Но столь бесцельное занятие мне вскоре приелось. И если осенью я частенько убегала в лес в одиночестве, то к зиме уже разочаровалась. А по весне лишь изредка вспоминала о своем даре и редко предпринимала попытки поджечь взглядом хворост. Само собой, ничего у меня не получалось, и я уверовала в то, что ежели какой магический дар у меня и имеется, то совсем слабенький, стало быть, всякие мысли о блестящем магическом будущем смело можно было выбрасывать из головы. Мне немного жаль было расставаться со смешными, по сути, полудетскими мечтами о том, как я спасаю, например, рыбацкую лодку в шторм, и Ден, находящийся в ней, смотрит на меня восхищенным взглядом. Или того лучше — в холодный год, когда урожай особо скуден, помогаю всей деревне не помереть с голоду. Эта фантазия была моей излюбленной. Перед сном я долго перебирала варианты помощи односельчанам: согнать всех зайцев леса на опушку и тем самым обеспечить деревню мясом; заставить коз давать молока раза в три более обыкновенного (я представления не имела о том, могут ли маги добиться подобного от животных, что вовсе не мешало мне предаваться грезам); снять с нашего огородика такой урожай, что его хватило бы на прокорм всей деревне. Ни один из этих способов не удовлетворял мои запросы в полной мере, зато завершающая часть фантазии была придумана сразу же и оставалась неизменной: все жители деревни поражены, все благодарят меня, но я вижу только сияющие глаза Дена и слышу только его восхищенные слова о том, что он, дескать, всегда знал, что я не такая, как все, особенная, но вот только теперь понял, насколько я лучше прочих девушек и как сильно ему дорога. Увы, но с этими сладостными мечтаниями мне пришлось распрощаться, поскольку силы моей, как я убедилась, не могло хватить даже на простенький фокус, не то что на впечатляющее деяние.

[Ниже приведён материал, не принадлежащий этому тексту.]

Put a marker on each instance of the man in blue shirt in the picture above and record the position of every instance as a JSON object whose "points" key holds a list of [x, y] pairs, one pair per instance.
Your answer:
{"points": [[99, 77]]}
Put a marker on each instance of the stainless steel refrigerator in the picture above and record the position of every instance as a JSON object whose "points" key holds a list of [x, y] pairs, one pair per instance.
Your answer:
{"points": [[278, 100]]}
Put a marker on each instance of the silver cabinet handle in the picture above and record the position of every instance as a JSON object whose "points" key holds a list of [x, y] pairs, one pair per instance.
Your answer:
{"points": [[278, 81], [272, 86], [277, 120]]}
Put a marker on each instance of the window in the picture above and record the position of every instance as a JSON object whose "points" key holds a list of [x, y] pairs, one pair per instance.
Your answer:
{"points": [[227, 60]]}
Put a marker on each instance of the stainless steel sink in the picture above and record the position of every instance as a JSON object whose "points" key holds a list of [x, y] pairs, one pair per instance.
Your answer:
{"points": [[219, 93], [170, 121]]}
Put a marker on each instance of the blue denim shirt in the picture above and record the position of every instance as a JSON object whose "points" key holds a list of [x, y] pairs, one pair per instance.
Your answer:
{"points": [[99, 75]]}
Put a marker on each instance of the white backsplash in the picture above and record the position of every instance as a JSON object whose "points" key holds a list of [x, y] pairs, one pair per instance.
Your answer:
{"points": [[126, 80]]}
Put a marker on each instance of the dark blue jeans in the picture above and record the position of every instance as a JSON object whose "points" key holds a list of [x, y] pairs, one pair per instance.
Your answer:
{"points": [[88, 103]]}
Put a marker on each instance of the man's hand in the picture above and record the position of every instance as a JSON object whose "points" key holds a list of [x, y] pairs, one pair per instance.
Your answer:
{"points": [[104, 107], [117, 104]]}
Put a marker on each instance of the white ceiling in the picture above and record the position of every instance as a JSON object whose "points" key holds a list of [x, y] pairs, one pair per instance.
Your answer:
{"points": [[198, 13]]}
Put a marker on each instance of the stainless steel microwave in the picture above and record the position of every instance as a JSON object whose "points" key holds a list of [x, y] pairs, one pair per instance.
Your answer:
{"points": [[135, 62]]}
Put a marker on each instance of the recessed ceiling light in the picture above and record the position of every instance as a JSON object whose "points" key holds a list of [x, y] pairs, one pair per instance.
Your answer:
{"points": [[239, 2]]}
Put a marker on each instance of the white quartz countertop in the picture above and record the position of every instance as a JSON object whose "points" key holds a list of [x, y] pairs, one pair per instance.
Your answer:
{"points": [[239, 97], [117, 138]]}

Даже очередной приезд сборщика податей не пробудил во мне нового всплеска силы, на что я втайне надеялась. Быть может, потому, что на сей раз сборщик был иной — не прежний толстенький коротышка, но дородный высокий мужчина в годах. И пусть вел он себя столь же заносчиво и надменно, как и его предшественник, но подати для Бухты-за-Скалами в тот год не повышались. Уж не знаю, что было тому причиной, не то новоприбывший был наслышан о гневе Морского Бога, не то его светлость подзабыл про нашу деревушку (и то верно — что герцогу с тех связок сушеных грибов, которые достались ему в прошлом году — небось и не заметил), но ни о каких нововведениях и речи не зашло. Правда, и прошлогоднюю повинность не сняли.
А вот мое пятнадцатилетие ознаменовалось неожиданным и странным событием: ко мне заслали сватов. Причем замуж меня отчего-то решил позвать неунывающий весельчак Брант, с которым я и парой фраз за весь предыдущий год вряд ли перекинулась. Брант был старше меня на четыре года, ходил в море с отцом и братьями, а недавно ему достался в наследство дедов дом, вполне еще крепкий и справный. Видать, последнее обстоятельство и подтолкнуло парня к мысли о женитьбе — в доме-то без хозяйки тяжеловато будет. Но вот отчего он из всех незамужних девок выбрал меня, я даже догадаться не могла.
Сватать меня пришли родители Бранта да две его тетки, сухопарые и сварливые. При виде их мне захотелось укрыться на чердаке или в сарае и не выходить, пока гостьи не покинут наш дом. Они же чувствовали себя в чужом жилье вольготно, ходили по светелке, рассматривали тяжелые кованые сундуки матушки Сузи, расшитые яркими цветами полотенца, пестрые занавеси на окнах, беленую скатерть, ощупывали все приглянувшиеся им вещи безо всякого стеснения и обсуждали наше добро между собой, не потрудившись даже понизить голос. Матушка, непривычно хмурая, велела мне подать на стол, а после отправила на улицу, где за плетнем уже торчали две головы, темно-русая и каштановая. Ден и Тина, сгорая от любопытства, схватили меня за руки и потащили на берег, стоило мне выглянуть из калитки. Савки на сей раз с ними не было.